Introduction About 50 million people have epilepsy and 30% of them have epilepsy that does not respond to properly conducted drug treatment.

Objective Verify the incidence of language disorders in oral language, speech, and written language of subjects with difficult to control temporal lobe epilepsy (TLE) and compare the occurrence of these disorders in subjects before and after surgery.

Methods Cross-sectional study with quantitative analysis, exploratory type. A questionnaire for data collection was administered covering the following aspects: oral language, speech complaints, and writing production and comprehension.
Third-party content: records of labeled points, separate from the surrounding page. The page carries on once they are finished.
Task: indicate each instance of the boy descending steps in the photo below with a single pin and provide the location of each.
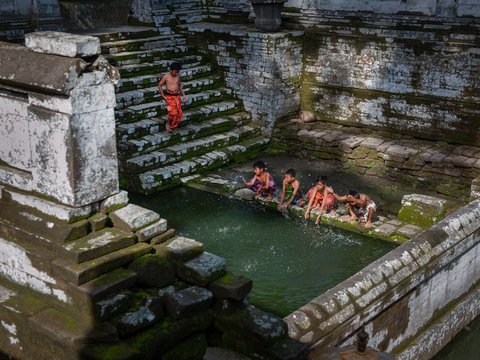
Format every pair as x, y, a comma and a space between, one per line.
171, 95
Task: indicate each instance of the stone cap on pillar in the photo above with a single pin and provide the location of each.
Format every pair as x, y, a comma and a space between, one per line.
63, 44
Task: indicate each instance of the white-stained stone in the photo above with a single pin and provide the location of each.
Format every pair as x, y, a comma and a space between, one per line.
64, 44
133, 217
114, 202
153, 230
59, 211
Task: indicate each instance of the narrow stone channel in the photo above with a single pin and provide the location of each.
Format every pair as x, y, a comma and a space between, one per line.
289, 261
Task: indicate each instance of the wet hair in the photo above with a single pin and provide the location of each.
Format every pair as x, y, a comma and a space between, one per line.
176, 65
354, 193
260, 164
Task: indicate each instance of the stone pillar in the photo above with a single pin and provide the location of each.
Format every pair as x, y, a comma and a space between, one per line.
59, 139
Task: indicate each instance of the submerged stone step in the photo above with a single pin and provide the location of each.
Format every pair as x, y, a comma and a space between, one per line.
98, 244
181, 151
149, 43
78, 274
171, 175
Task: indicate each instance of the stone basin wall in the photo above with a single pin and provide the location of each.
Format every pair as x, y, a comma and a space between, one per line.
83, 273
412, 301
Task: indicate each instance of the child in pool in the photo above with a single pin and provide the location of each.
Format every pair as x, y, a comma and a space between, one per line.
360, 206
321, 197
262, 182
290, 190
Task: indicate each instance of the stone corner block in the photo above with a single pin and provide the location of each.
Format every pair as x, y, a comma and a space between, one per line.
422, 210
63, 44
188, 302
183, 249
114, 202
151, 231
203, 269
133, 217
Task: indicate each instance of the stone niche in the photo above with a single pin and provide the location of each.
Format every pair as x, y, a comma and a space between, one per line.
57, 119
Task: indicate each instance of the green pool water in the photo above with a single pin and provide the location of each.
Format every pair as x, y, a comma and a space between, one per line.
290, 262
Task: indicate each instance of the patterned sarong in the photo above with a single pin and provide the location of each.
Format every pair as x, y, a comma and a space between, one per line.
174, 108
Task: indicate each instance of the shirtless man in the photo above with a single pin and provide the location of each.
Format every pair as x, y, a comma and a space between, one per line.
360, 206
171, 95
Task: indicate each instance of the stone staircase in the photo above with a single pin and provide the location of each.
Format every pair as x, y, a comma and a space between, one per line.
215, 129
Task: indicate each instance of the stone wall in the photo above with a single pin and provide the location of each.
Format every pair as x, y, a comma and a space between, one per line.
412, 301
416, 76
83, 273
264, 69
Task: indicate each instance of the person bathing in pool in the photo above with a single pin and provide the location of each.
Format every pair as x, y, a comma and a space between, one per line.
321, 197
262, 182
360, 206
290, 190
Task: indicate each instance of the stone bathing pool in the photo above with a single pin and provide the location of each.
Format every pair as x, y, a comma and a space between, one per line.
289, 261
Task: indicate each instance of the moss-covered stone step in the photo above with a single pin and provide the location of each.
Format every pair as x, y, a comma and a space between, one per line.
189, 149
78, 274
149, 94
199, 113
132, 70
137, 57
109, 283
156, 106
65, 330
154, 142
127, 32
171, 175
149, 80
149, 43
35, 225
97, 244
150, 134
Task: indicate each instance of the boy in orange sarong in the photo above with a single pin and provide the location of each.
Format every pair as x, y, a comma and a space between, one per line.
171, 95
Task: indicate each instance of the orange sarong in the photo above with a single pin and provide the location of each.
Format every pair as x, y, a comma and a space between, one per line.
174, 108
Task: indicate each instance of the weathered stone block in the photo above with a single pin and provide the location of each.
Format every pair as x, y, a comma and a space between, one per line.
145, 311
133, 217
203, 269
188, 302
64, 44
183, 249
191, 349
252, 323
163, 237
150, 231
232, 287
114, 202
153, 270
422, 210
113, 305
245, 194
409, 231
98, 221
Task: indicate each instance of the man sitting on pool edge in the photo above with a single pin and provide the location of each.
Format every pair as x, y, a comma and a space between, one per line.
360, 206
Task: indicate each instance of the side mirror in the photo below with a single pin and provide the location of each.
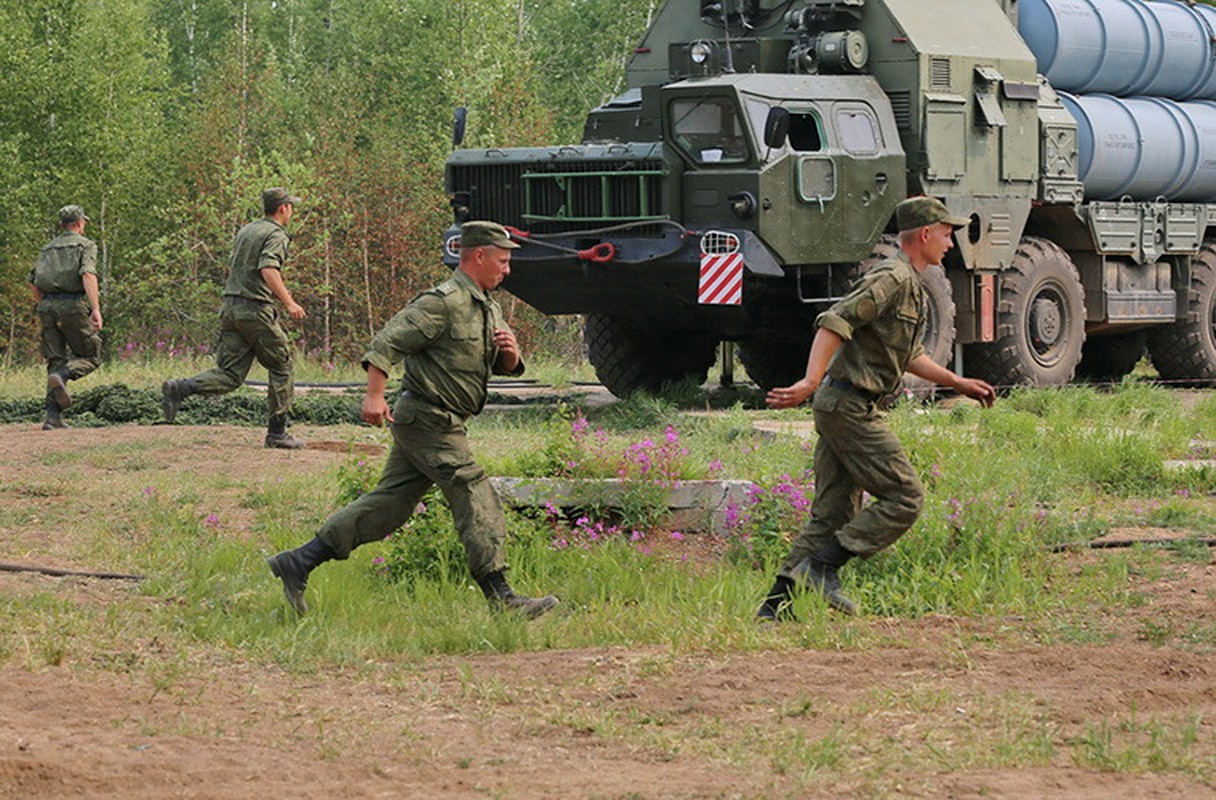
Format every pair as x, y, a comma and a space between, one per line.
459, 125
776, 127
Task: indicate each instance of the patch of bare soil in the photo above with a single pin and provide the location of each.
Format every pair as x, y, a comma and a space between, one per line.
612, 722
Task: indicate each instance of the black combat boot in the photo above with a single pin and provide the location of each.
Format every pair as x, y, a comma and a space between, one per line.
817, 572
54, 416
57, 389
776, 606
501, 596
173, 393
277, 435
293, 565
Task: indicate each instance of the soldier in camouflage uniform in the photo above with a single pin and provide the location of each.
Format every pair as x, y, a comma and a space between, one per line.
863, 345
451, 338
65, 286
249, 324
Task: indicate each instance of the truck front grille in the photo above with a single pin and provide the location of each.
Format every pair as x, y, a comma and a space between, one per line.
561, 196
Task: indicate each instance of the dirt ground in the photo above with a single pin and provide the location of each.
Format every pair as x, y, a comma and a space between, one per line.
540, 724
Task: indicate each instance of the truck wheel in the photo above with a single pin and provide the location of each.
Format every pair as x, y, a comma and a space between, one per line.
1109, 358
629, 360
1040, 321
1186, 350
939, 327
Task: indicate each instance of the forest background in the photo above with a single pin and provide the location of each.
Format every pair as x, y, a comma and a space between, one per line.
165, 118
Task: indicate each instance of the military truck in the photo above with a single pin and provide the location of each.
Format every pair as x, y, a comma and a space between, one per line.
748, 175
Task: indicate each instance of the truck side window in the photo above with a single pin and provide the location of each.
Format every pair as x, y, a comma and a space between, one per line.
857, 134
709, 130
804, 131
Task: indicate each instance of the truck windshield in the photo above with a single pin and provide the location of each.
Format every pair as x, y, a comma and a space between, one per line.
709, 130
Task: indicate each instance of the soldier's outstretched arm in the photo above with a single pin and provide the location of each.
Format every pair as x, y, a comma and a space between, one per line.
375, 409
925, 367
823, 347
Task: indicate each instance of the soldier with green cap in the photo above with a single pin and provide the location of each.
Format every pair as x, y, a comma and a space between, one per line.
65, 286
451, 339
249, 324
862, 347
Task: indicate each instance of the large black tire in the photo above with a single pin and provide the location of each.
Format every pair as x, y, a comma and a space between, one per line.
1110, 358
1186, 350
1040, 321
628, 359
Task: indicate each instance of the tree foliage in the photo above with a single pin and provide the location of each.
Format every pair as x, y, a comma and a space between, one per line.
165, 118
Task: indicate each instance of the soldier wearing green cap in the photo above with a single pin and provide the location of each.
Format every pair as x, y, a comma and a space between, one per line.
249, 324
862, 347
451, 339
65, 286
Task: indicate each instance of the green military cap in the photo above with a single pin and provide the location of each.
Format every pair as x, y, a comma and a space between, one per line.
69, 214
918, 212
276, 196
485, 234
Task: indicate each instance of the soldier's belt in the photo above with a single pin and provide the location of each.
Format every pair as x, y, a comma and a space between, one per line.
848, 388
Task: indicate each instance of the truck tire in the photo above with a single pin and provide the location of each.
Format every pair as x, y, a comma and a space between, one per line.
628, 359
939, 327
1040, 321
1110, 358
1186, 350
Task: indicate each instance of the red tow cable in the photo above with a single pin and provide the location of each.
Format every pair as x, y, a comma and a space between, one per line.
601, 253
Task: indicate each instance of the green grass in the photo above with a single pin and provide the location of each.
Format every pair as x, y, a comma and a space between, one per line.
1003, 485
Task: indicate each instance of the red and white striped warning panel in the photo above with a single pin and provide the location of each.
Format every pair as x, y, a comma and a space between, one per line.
721, 280
721, 270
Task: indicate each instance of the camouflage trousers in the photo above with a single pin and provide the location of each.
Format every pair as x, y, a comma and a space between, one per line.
69, 344
429, 448
856, 452
251, 331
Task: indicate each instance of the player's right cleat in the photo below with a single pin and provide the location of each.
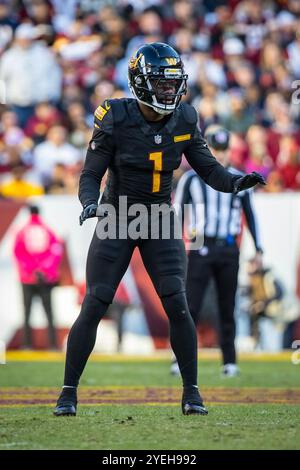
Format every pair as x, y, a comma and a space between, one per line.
67, 403
192, 403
Criteria for inclusion of subjects were a diagnosis of TLE refractory to drug treatment and at least 4 years of schooling.

Results The sample of 63 patients with TLE was divided into two groups: presurgical (n = 31) and postsurgical (n = 32). In the postsurgical group, there was a higher frequency of left lobectomy (75%) than right (25%).

Conclusion Statistical analysis was performed with the chi-square test (significance level of 0.05). Complaints related to speech-language attention were more predominant in postsurgical subjects. Analysis of oral language, speech, and written language in subjects with epilepsy who underwent temporal lobectomy or not showed findings consistent with symptoms related to transient aphasia, with the presence of paraphasias, as well as changes in speech prosody and melody. These symptoms appeared more associated with recurrence after having a temporal lobectomy.